Interventions to improve equational reasoning: replication and extension of the Cuisenaire-Gattegno curriculum effect

Front Psychol. 2023 Aug 28:14:1116555. doi: 10.3389/fpsyg.2023.1116555. eCollection 2023.

Abstract

Introduction: The ability to reason about equations in a robust and fluent way requires both instrumental knowledge of symbolic forms, syntax, and operations, as well as relational knowledge of how such formalisms map to meaningful relationships captured within mental models. A recent systematic review of studies contrasting the Cuisenaire-Gattegno (Cui) curriculum approach vs. traditional rote schooling on equational reasoning has demonstrated the positive efficacy of pedagogies that focus on integrating these two forms of knowledge.

Methods: Here we seek to replicate and extend the most efficacious of these studies (Brownell) by implementing the curriculum to a high degree of fidelity, as well as capturing longitudinal changes within learners via a novel tablet-based assessment of accuracy and fluency with equational reasoning. We examined arithmetic fluency as a function of relational reasoning to equate initial performance across diverse groups and to track changes over four growth assessment points.

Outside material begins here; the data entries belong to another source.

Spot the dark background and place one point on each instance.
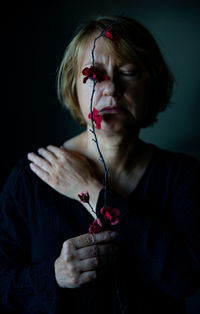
(34, 35)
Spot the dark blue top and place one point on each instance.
(159, 236)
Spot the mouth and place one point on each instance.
(110, 109)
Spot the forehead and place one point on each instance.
(102, 51)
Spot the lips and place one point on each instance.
(110, 109)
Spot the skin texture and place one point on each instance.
(75, 166)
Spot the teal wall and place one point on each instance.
(33, 37)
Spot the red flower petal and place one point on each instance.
(111, 214)
(84, 196)
(96, 227)
(96, 117)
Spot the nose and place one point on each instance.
(111, 88)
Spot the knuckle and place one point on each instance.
(106, 236)
(72, 269)
(92, 275)
(95, 250)
(68, 247)
(96, 262)
(90, 239)
(74, 279)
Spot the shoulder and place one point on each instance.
(76, 143)
(21, 178)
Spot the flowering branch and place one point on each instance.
(108, 216)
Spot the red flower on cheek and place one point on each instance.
(96, 117)
(84, 196)
(99, 76)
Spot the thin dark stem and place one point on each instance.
(91, 208)
(93, 128)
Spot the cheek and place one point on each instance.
(84, 96)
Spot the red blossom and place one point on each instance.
(84, 196)
(99, 76)
(96, 117)
(96, 227)
(111, 214)
(108, 34)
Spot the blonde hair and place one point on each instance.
(132, 42)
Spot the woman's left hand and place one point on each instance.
(65, 171)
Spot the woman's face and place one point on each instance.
(122, 99)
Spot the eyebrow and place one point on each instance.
(100, 64)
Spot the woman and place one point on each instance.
(148, 262)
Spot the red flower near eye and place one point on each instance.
(108, 33)
(96, 227)
(111, 214)
(96, 117)
(84, 196)
(99, 76)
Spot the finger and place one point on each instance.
(91, 239)
(92, 263)
(57, 151)
(87, 276)
(39, 161)
(97, 250)
(49, 156)
(40, 172)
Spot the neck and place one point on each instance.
(116, 148)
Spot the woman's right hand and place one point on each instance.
(82, 257)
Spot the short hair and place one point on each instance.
(132, 42)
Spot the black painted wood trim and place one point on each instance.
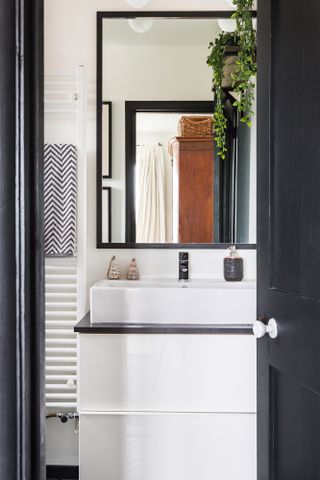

Results: Results showed that the intervention condition that stressed relational reasoning leads to advances in fluency for addition and subtraction with small numbers. We also showed that this intervention leads to changes in problem solving dispositions toward complex challenges, wherein students in the CUI intervention were more inclined to solve challenging problems relative to those in the control who gave up significantly earlier on multi-step problems. This shift in disposition was associated with higher accuracy on complex equational reasoning problems. A treatment by aptitude interaction emerged for both arithmetic equation reasoning and complex multi-step equational reasoning problems, both of which showed that the intervention had greatest impact for children with lower initial mathematical aptitude. Two years of intervention contrast revealed a large effect (d = 1) for improvements in equational reasoning for the experimental (CUI) group relative to control.

Discussion: The strong replication and extension findings substantiate the importance of embedding these teaching aides within the theory grounded curricula that gave rise to them.

Keywords: Cuisenaire rods; Cuisenaire-Gattegno; aptitude-treatment interactions; arithmetic fluency; pre-algebra.

Grants and funding

The work has been part funded by a network of schools, the Ogden, Sutton and Shuttleworth Foundations, the Greg and Rosie Lock Charitable Foundation, and Sociality Mathematics CIC. The UK government provided funding through the Maths Hubs of the Department of Education National Centre for Excellence in the Teaching of Mathematics and the Department's Primary Strategy Learning Networks. Funding also came from the UK Department of Trade and Industry Global Watch programme.